The school marks its 600th anniversary in 2023. Someone has worked out that this makes it among the oldest hundred schools in the world. It’s not grand or famous or wealthy. It hasn’t regularly churned out Prime Ministers or captains of industry.
But it’s an interesting place all the same, and I enjoyed returning. I saw a handful of teachers - some of whom had taught me. I met a group of ‘Old Latins’ from a 1970s cohort who remembered boarding at the school, and told a story of a famous bell that once hung in a courtyard but seems to have been stolen when the boarding-house was dissolved and is now lost.
And I bumped into a guy who was two years above me and played in the school rock/metal band, Dying Breed. We both remembered a gig the band played one lunchtime, around 1996, when an overexcited sixth-former stage-dived with the intention of crowd-surfing; the crowd parted and our hero crashed to the floor, breaking his arm.
The best days of our lives? I’m not sure. But for me they were happy times and I was glad to relive them.
Anyway. The editors of our new school history asked me to write the official foreword to the book. I was pleased and honoured to do so, since it was a chance for me to reflect on the teacher(s) that influenced my path to becoming a historian, and, more generally, to meditate on the importance of schools in fostering community across the ages.
As I drove home I reflected that some - even all - of this might be interesting to people who didn’t go to The Royal Latin School, and therefore would not have an interest in buying the book.
So I’m publishing it below for subscribers. Let me know what you think!
Cheers - dan
‘Latin Lives’ by EJ Hounslow
Foreword by Dan Jones
In 1423, the year from which we have the first secure reference to a grammar school in Buckingham, England was on the cusp of great change. In many ways, things were better than they had been for a long time. The worst effects of a global pandemic – the Black Death – had finally receded, and wealth was more equally shared around the country than at any time before. England’s military reputation was sky-high: eight years previously, in 1415, Henry V had triumphed at the battle of Agincourt, and English armies had gone on to occupy most of northern France.
Meanwhile, the dark days of Richard II’s tyrannical reign (1377-99) were a fading memory. Religious turmoil of the sort that was being reported in central Europe had not yet reached England’s shores. The English language had been revived as the language of serious poetry and storytelling, by writers such as William Langland, Geoffrey Chaucer and John Lydgate. A sense of enlightened patriotic altruism was shared by (some of) the richest and most powerful in the land: when Sir Richard Whittington, today best known as the pantomime character Dick Whittington, died in 1423 he left vast sums for infrastructure repairs, social housing and poor relief in the City of London.
Yet there were problems looming, too. The previous year, Henry V had died of dysentery while on campaign in France, aged just 35. His heir, Henry VI, was only nine months old, so England faced the longest period of minority rule in its history, at a time when experienced government was urgently needed. Despite the re-emergence of English literature, the great artistic leaps forward of the Italian and Northern Renaissance would not seriously touch England for many decades. And ahead, unseen but inevitable, lay great political turmoil. Although little Henry VI would grow up to be a serious and thoughtful man who took a particular interest in education – in the 1440s he founded both Eton College and King’s College, Cambridge – he was a hopeless ruler, and his legacy to England was the Wars of the Roses, a series of disastrous civil wars, which would wrack England from the 1450s until the 1480s.

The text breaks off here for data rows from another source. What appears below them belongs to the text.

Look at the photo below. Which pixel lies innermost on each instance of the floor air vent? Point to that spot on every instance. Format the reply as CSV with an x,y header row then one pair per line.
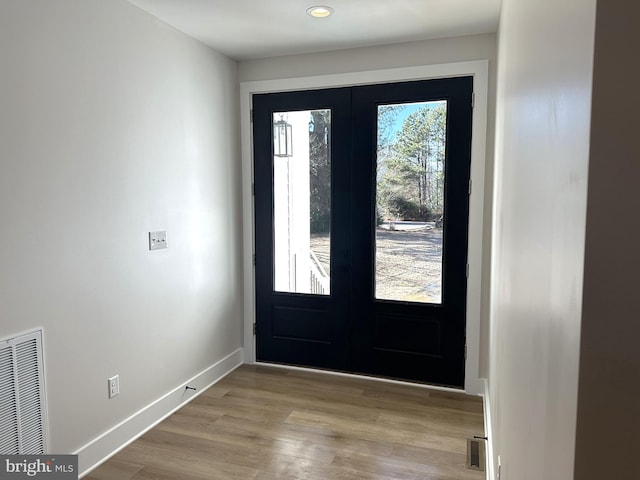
x,y
475,454
22,412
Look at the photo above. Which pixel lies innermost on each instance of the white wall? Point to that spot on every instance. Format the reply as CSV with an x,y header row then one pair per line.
x,y
412,54
609,388
545,61
112,125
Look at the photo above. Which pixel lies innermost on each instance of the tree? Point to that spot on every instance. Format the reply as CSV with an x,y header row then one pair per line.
x,y
320,174
411,166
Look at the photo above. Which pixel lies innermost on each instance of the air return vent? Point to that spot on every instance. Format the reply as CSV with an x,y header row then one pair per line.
x,y
475,454
22,400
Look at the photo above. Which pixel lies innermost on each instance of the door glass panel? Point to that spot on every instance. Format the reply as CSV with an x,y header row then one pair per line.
x,y
410,201
302,201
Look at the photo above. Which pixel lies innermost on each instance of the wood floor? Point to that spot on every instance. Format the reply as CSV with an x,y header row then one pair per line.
x,y
269,423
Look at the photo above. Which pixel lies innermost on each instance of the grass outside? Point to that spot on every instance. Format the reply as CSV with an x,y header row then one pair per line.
x,y
408,263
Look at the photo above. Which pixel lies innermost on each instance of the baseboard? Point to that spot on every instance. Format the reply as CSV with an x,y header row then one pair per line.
x,y
486,400
115,439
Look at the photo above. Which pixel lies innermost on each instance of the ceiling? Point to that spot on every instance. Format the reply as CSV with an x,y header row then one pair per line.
x,y
250,29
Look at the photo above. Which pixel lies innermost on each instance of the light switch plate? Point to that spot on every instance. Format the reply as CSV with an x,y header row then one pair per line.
x,y
158,240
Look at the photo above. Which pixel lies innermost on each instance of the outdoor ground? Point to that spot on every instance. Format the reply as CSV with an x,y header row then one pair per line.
x,y
408,261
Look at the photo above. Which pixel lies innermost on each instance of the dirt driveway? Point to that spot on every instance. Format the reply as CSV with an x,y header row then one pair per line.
x,y
408,263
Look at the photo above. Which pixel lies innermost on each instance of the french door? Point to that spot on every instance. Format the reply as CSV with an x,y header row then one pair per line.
x,y
361,214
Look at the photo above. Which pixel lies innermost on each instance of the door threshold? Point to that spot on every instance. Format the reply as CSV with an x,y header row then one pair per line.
x,y
358,376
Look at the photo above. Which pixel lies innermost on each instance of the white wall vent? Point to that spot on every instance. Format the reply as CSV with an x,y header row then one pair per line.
x,y
22,396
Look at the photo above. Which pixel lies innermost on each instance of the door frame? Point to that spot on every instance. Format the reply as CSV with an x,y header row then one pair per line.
x,y
479,69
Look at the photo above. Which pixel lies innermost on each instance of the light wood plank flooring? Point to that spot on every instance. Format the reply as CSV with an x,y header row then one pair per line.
x,y
268,423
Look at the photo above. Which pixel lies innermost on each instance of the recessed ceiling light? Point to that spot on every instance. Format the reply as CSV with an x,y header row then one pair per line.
x,y
320,11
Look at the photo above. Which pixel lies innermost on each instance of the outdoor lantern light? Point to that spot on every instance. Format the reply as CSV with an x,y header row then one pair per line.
x,y
282,144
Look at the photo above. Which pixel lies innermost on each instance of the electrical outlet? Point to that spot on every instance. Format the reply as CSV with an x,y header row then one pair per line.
x,y
114,386
158,240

This, then, was the broad context for the year in which we see the first written reference to the existence of a schoolmaster – and therefore a grammar school – in Buckingham. We cannot say with any certainty when the medieval institution that became the modern Royal Latin School was founded, but since 1423 is the earliest date we have to work with, that is the date we mark as the beginnings of our school. We know where we stand today. We have a less secure idea of where we came from. That’s history for you. It isn’t neat and tidy. But you can always work with what you’ve got.
*
I joined The Royal Latin School – then known to teachers and parents as RLS, and to students as simply ‘The Latin’ – in the autumn of 1993. I was 12. I had no sense then that the school was nearly 600 years old and if you had told me I doubt I should have cared.

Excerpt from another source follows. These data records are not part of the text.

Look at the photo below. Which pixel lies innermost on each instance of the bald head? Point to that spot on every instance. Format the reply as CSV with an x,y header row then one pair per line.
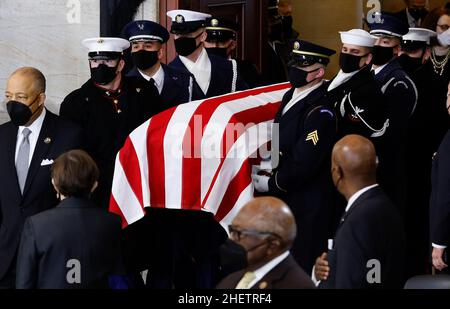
x,y
354,160
268,214
31,75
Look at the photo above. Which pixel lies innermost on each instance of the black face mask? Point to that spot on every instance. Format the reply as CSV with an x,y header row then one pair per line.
x,y
19,113
418,13
186,46
409,64
218,51
349,63
103,74
382,54
145,59
286,23
297,77
276,32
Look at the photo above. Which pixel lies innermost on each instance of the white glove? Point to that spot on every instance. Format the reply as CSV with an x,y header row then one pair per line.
x,y
261,182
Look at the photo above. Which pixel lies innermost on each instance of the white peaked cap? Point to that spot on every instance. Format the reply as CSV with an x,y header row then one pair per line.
x,y
357,37
188,15
419,34
117,45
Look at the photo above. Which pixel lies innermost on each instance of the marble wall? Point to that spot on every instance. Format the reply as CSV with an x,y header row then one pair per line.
x,y
47,34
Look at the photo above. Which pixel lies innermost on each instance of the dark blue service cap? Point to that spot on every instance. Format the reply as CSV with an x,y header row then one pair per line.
x,y
145,30
388,25
221,30
305,53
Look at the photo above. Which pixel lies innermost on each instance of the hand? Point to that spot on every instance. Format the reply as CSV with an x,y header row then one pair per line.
x,y
438,262
322,270
261,183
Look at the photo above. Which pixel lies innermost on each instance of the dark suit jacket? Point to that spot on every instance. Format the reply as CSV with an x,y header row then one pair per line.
x,y
286,275
371,229
221,78
176,89
362,93
56,137
304,171
76,229
440,195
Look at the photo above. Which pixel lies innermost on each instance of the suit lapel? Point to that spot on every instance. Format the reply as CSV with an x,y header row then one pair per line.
x,y
44,142
10,152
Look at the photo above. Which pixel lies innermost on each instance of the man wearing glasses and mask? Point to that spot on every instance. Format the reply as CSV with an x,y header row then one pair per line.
x,y
213,75
108,107
266,228
307,132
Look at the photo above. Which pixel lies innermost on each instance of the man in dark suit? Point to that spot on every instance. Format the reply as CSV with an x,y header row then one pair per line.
x,y
76,244
108,107
213,75
356,95
307,133
414,13
29,143
401,97
266,228
147,40
368,248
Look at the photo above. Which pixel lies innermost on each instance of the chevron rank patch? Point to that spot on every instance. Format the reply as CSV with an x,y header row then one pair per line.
x,y
314,137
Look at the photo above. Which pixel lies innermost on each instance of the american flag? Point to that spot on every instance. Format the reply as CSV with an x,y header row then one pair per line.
x,y
186,157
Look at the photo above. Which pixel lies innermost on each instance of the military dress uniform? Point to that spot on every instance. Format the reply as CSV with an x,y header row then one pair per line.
x,y
307,133
401,95
223,75
107,118
176,85
222,30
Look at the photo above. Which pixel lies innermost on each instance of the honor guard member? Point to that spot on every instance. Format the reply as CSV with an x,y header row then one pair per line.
x,y
414,55
109,106
356,95
222,41
213,75
401,95
307,133
147,40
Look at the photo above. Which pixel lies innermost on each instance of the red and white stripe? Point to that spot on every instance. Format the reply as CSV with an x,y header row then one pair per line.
x,y
180,158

All I knew was that it was ‘big’ school: big in the sense that there were then about 700 pupils there, many times more than had attended the little village school I was coming up from; big in the sense that the grounds seemed to sprawl over a vast area, from the great playing fields around which we would run ‘cross country’ in the winter, to the main block, the Sixth Form centre and the ‘T-huts’, long-gone creaky portacabins where we went to learn languages, although, strangely, never Latin; big in the sense that this was, simply, secondary school, a place where I would see through the transition from childhood and adulthood, make friends, take exams, learn things, get in trouble and fall in love, before eventually stumbling out to face whatever lay ahead.